Traducido por: Tsuyu Scan para la web Catharis.
Capítulo 505 Cultura del té
Mientras los Alteranos se preparaban en silencio para su primera guerra, los aborígenes de la ciudad se relajaban a sus anchas. Recorrían el interesante territorio, compraban lo que querían y recibían un trato especial por su dinero como «clientes muy ricos».
Además de esto, también eran abordados para pedirles consejo y conocimiento, y a cambio recibían algunos consejos de compras y, a menudo, una comida gratis aquí y allá.
En los últimos días, había ancianos o guardias apostados que les hacían un par de preguntas, algunas sorprendentemente agudas, mientras que otras eran simplemente extrañas, pero igual respondían.
Por ejemplo, un hombre llamado Vino —el dueño de la Taberna Corazón Roto— una vez les preguntó si ellos, los aborígenes, eran generalmente aficionados al alcohol durante la noche.
Cuando dijeron que sí, entonces preguntó si una taberna estaría disponible y si definitivamente tendría clientes a todas horas.
Le respondieron con sus opiniones y él parecía estar tomando notas. Se despidió cortésmente y les dejó una buena botella de vino —que a Otto le gustó muchísimo, muchísimo.
En fin, los Gold estaban actualmente en la casa de té recién inaugurada en la Avenida Este principal, justo al lado de ese parque.
La casa de té estaba enclavada en el corazón de las avenidas singulares, sirviendo como santuario de tranquilidad entre las bulliciosas calles.
El exterior de la casa de té estaba adornado por hiedra trepadora, cuyas hojas esmeralda creaban una pared verde en cascada. Esto le daba una sensación especial de «relajación», más aún que las tiendas adyacentes.
Había un letrero tallado a mano con su nombre: Tea Haven, ubicado justo en la parte superior del edificio, visible desde aproximadamente cien metros de distancia.
Esta tienda estaba compuesta por dos módulos, por lo que tenía 250 metros cuadrados de superficie por piso, lo que permitía una amplia zona de descanso.
El centro de la planta baja era una enorme barra de madera adornada con hermosas teteras de cerámica y cuencos de hierbas secas. Estaba rodeada de mesas intrincadamente talladas distribuidas por la sala, con cojines de color burdeos mullidos.
Los clientes conversaban en tonos bajos, sorbiendo de delicadas tazas de porcelana. De ellas se alzaba vapor, llevando el aroma de hojas y flores frescas.
Había una escalera de caracol de madera hacia el segundo piso, a un área al aire libre que difuminaba el interior y el exterior. Su piso superior también tenía paredes móviles, diseñadas para crear algunas habitaciones privadas según fuera necesario.

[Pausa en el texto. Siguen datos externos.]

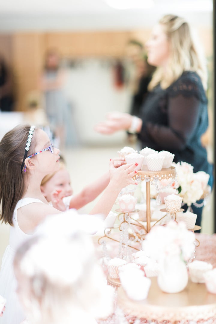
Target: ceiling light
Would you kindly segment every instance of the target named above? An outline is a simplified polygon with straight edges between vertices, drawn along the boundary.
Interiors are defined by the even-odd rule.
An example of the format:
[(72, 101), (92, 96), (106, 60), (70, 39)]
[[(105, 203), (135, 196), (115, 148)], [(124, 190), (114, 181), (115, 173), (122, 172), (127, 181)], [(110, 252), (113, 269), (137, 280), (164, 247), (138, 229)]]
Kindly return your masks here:
[(108, 6), (115, 9), (147, 9), (153, 6), (153, 0), (104, 0)]

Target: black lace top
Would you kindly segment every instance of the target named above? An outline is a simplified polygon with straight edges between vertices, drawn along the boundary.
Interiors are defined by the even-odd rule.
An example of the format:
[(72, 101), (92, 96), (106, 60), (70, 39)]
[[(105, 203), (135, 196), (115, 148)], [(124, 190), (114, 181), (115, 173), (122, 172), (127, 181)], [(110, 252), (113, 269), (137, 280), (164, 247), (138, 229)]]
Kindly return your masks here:
[(167, 89), (157, 86), (143, 103), (140, 117), (142, 148), (169, 151), (175, 155), (174, 162), (187, 162), (194, 172), (211, 174), (200, 140), (208, 125), (207, 100), (196, 73), (184, 72)]

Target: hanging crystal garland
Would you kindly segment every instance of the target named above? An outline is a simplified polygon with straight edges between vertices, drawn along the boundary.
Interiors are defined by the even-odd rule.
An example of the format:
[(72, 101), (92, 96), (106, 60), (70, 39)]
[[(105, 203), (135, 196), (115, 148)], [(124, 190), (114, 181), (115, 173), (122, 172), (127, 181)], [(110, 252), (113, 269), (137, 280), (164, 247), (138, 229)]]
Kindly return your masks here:
[(157, 204), (158, 206), (161, 205), (162, 203), (160, 195), (160, 191), (162, 191), (163, 190), (165, 190), (166, 189), (167, 189), (168, 188), (170, 188), (172, 185), (172, 183), (174, 182), (175, 182), (176, 184), (176, 186), (178, 187), (178, 184), (177, 181), (177, 174), (176, 174), (176, 176), (175, 177), (175, 178), (174, 179), (173, 179), (172, 181), (170, 181), (170, 182), (168, 184), (166, 185), (163, 185), (163, 186), (159, 186), (159, 185), (160, 184), (161, 185), (161, 182), (156, 177), (154, 177), (153, 180), (152, 180), (151, 181), (151, 185), (154, 185), (155, 187), (156, 191), (157, 191), (157, 197), (156, 198), (156, 202), (157, 202)]

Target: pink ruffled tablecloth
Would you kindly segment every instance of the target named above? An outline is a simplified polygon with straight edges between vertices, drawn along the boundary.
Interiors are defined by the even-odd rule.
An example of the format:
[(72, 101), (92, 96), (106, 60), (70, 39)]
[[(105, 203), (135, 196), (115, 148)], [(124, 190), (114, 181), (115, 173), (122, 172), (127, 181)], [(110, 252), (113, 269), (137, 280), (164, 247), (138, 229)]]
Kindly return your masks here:
[[(197, 233), (195, 235), (196, 238), (199, 243), (199, 246), (196, 248), (196, 260), (210, 263), (212, 265), (213, 268), (216, 268), (216, 234), (210, 235)], [(118, 244), (117, 242), (114, 242), (113, 241), (111, 243), (112, 246), (111, 257), (114, 257), (115, 256), (113, 255), (113, 252), (114, 251), (116, 252), (118, 250)], [(116, 300), (115, 303), (116, 302)], [(145, 318), (138, 319), (130, 314), (121, 313), (120, 310), (119, 310), (118, 311), (119, 313), (120, 312), (120, 315), (118, 315), (116, 312), (115, 314), (109, 318), (98, 321), (98, 324), (171, 324), (171, 322), (166, 320), (160, 321), (153, 320), (150, 321)], [(208, 319), (201, 318), (197, 321), (182, 321), (177, 323), (178, 324), (216, 324), (216, 318), (210, 317)]]
[(210, 263), (216, 268), (216, 234), (197, 233), (196, 237), (200, 243), (196, 249), (196, 260)]

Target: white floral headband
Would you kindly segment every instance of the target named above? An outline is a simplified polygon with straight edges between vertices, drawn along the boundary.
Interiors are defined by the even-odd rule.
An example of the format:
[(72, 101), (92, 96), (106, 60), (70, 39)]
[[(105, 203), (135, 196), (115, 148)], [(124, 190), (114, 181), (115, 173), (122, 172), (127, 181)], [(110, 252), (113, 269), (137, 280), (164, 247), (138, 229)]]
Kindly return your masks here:
[[(34, 133), (34, 131), (36, 127), (36, 126), (34, 126), (33, 125), (31, 126), (29, 130), (28, 135), (28, 138), (27, 139), (27, 142), (26, 142), (26, 147), (25, 148), (25, 155), (24, 155), (24, 157), (23, 158), (23, 159), (22, 160), (22, 164), (21, 165), (21, 172), (22, 172), (22, 169), (23, 168), (23, 167), (24, 167), (25, 160), (26, 158), (28, 152), (29, 151), (29, 149), (30, 148), (32, 136), (33, 136), (33, 133)], [(25, 165), (25, 166), (23, 171), (24, 172), (26, 172), (26, 167)]]

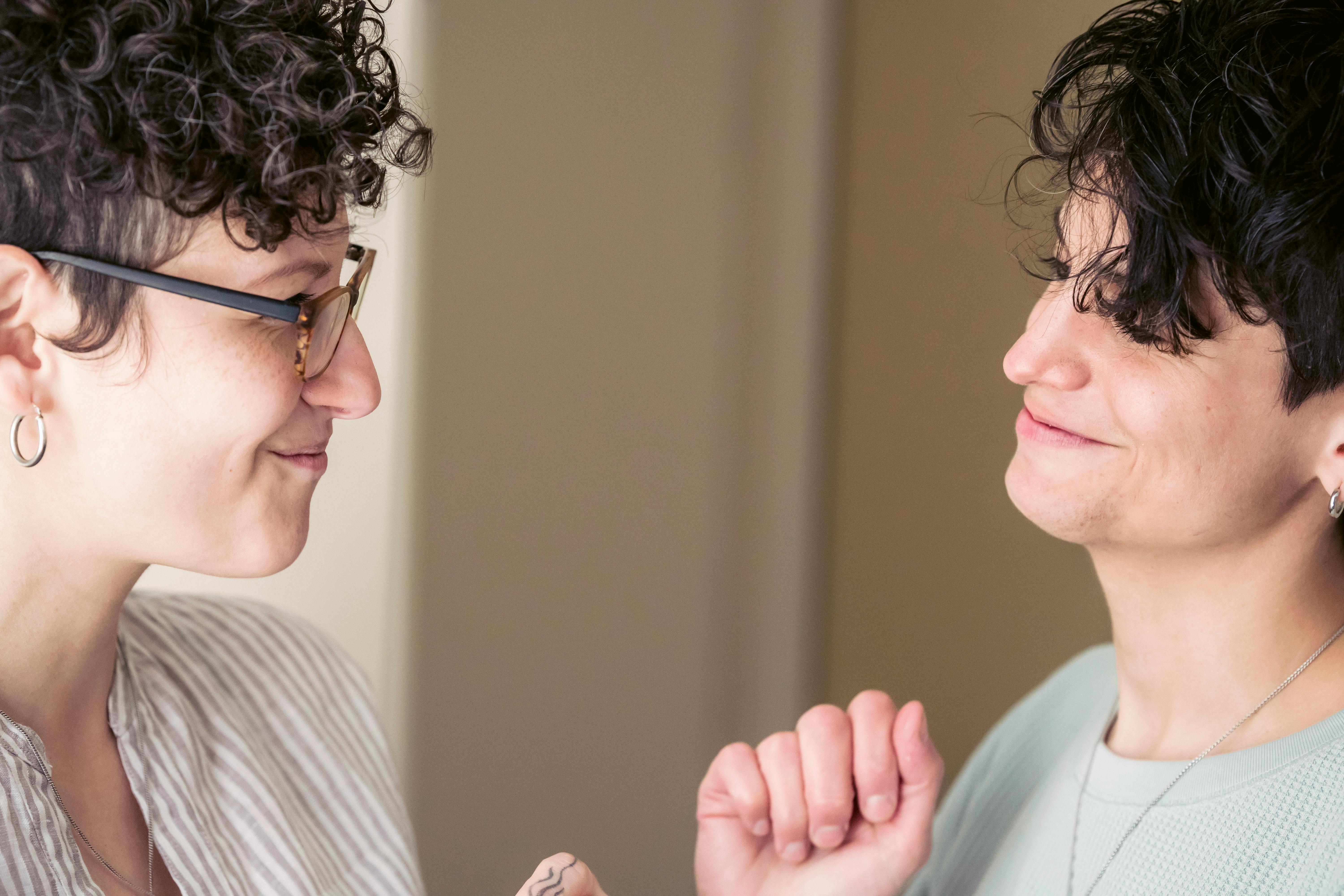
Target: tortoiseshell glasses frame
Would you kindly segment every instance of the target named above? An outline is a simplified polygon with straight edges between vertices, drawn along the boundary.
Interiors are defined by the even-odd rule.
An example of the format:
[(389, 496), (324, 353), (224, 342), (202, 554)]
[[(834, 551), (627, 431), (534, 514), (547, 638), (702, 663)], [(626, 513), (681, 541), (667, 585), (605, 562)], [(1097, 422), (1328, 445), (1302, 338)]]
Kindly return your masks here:
[(269, 298), (254, 296), (237, 289), (212, 286), (184, 277), (172, 277), (156, 271), (113, 265), (82, 255), (69, 253), (32, 253), (35, 258), (43, 261), (60, 262), (83, 270), (124, 279), (151, 289), (161, 289), (165, 293), (199, 298), (204, 302), (235, 308), (241, 312), (250, 312), (262, 317), (288, 321), (296, 324), (298, 329), (298, 343), (294, 347), (294, 373), (298, 379), (308, 382), (321, 376), (336, 355), (336, 345), (341, 333), (345, 332), (345, 321), (358, 318), (360, 308), (364, 305), (364, 293), (368, 287), (368, 275), (374, 270), (374, 258), (378, 250), (366, 249), (351, 243), (345, 250), (345, 261), (355, 262), (355, 273), (344, 286), (328, 289), (317, 296), (306, 298)]

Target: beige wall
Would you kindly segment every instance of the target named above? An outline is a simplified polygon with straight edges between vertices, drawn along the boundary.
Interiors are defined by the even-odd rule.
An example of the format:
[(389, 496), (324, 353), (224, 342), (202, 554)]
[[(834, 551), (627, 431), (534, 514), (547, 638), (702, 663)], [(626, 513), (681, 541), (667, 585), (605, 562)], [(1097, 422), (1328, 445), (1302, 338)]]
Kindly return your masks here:
[(426, 12), (426, 879), (684, 895), (714, 754), (817, 681), (831, 4)]
[[(1081, 548), (1003, 486), (1000, 369), (1040, 285), (997, 204), (1054, 55), (1109, 0), (857, 0), (848, 17), (827, 690), (922, 699), (956, 771), (1017, 697), (1107, 638)], [(976, 200), (982, 201), (976, 201)]]

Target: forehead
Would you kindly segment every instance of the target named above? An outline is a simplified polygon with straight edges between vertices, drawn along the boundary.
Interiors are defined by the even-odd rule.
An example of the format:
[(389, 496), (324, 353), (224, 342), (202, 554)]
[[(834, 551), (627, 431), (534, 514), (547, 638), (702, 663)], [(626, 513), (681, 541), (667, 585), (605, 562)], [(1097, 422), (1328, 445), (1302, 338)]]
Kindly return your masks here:
[(172, 266), (203, 274), (228, 273), (230, 279), (265, 277), (305, 262), (333, 265), (339, 270), (348, 244), (349, 223), (344, 212), (329, 224), (296, 227), (273, 251), (247, 247), (243, 234), (230, 234), (219, 218), (210, 218), (196, 224)]

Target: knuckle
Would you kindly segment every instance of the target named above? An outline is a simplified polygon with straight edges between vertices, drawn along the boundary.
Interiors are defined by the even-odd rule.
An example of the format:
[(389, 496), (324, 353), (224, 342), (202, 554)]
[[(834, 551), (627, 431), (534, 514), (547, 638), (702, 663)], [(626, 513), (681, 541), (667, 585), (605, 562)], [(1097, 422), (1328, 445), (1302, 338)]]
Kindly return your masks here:
[[(532, 879), (535, 883), (527, 889), (530, 895), (560, 885), (575, 895), (589, 893), (597, 884), (593, 872), (574, 853), (555, 853), (536, 866)], [(539, 888), (542, 884), (544, 887)]]
[(809, 799), (808, 814), (813, 821), (833, 821), (836, 818), (849, 818), (853, 814), (853, 797), (848, 799), (825, 798)]
[(798, 735), (792, 731), (777, 731), (757, 747), (757, 755), (763, 758), (786, 756), (798, 752)]
[(890, 712), (895, 715), (896, 704), (886, 690), (862, 690), (849, 701), (849, 712)]
[(749, 744), (738, 742), (735, 744), (728, 744), (727, 747), (720, 750), (719, 755), (714, 758), (714, 762), (738, 764), (743, 759), (750, 759), (751, 755), (753, 755), (751, 747)]
[(574, 853), (555, 853), (550, 858), (543, 858), (542, 864), (536, 866), (536, 870), (546, 870), (548, 868), (563, 868), (564, 865), (573, 865), (578, 861)]
[(778, 837), (792, 840), (790, 834), (796, 836), (808, 829), (808, 813), (792, 807), (774, 807), (770, 810), (770, 823)]
[(798, 732), (837, 733), (849, 731), (849, 716), (840, 707), (821, 704), (802, 713), (798, 719)]

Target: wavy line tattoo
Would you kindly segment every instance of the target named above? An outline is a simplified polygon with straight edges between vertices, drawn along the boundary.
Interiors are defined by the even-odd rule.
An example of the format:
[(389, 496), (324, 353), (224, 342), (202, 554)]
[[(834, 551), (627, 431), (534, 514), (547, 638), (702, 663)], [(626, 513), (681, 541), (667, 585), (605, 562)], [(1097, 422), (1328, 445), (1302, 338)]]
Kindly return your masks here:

Cuando el piso estaba completamente abierto, todo el nivel se abría al balcón perimetral adornado con macetas, dando la impresión de que no había paredes, como si fuera un área elevada techada para comer en medio del bullicio.
Estaban bien delimitados del espacio exterior por las paredes de hiedra que trepaban sobre una malla especialmente diseñada. También había barandillas que daban a las calles y pasillos de abajo, proporcionando cierta privacidad y paz, pero al mismo tiempo teniendo acceso al bullicio a nivel de calle.
Aquí había tumbonas con cojines mullidos, así como varias mesas diseñadas para un uso cómodo a diferentes alturas de sillas.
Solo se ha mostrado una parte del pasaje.